I have been reading on all kinds of Microsoft technologies, including PowerShell. Which is a pretty cool tool. I have tried it before and it did not work well for me then because I did not understand its purpose. It is not a normal OS shell. Instead, it is the shell for the .NET virtual machine. Exactly the thing that Java is missing, and the gap that it tries to plug with the crap like Ant and Maven, unsuccessfully. PowerShell lets you run all the .NET methods interactively from the command line, and build the pipelines of them. It has some very cool syntax that lets you automatically apply the pipeline input in the same way as the command-line input. It also has the remote execution functionality, so it serves as an analog of the rsh/ssh (more advanced in some ways, less advanced in the others) in the Microsoft ecosystem.
In my Triceps CEP system I have made the handling of the SQL-like queries in the form of pipelines, with TQL, the Triceps Trivial Query Language. PowerShell does that too. I guess, it is a fairly obvious idea. You can even treat PowerShell as a rudimentary CEP system, and write the processing in the form of CEP pipelines. There is a major limitation that the PowerShell pipelines are all linear, with no forking and joining, but on the other hand the pipelines can be used to pass the arbitrarily complex objects, and also a mix of objects of different types, so with some creativity the more complex topologies can be simulated (still no loops though).

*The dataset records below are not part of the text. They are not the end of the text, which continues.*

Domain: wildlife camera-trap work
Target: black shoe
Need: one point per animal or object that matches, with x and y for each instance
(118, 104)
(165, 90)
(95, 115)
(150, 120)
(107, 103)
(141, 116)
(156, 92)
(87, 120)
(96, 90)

Another catch with the pipelines is very similar to a current limitation of TQL: each stage of the pipeline works all by itself. In a SQL statement the query optimizer can turn a WHERE clause into an iteration by a small subset of an index. In TQL and PowerShell there will be an iteration on everything, followed by filtering in a separate “where” command. The grand plan for TQL is to add a query optimizer to it eventually, that could combine multiple sequential stages of the pipeline into one optimized stage. The other, simpler, alternative that I was considering for the short term is to specify the optimized selection manually as an option to the command that reads the table contents. PowerShell takes that one in many cases, so that say the command that pulls the data from a SQL server database gets a full SQL query as an argument and does its filtering on the server. But I guess theoretically nothing really stops them from doing some pipeline optimization by pulling the WHERE conditions from a “where” command into the SQL statement for the database selection command. If would save the trouble of the SQL and “where” having different syntax.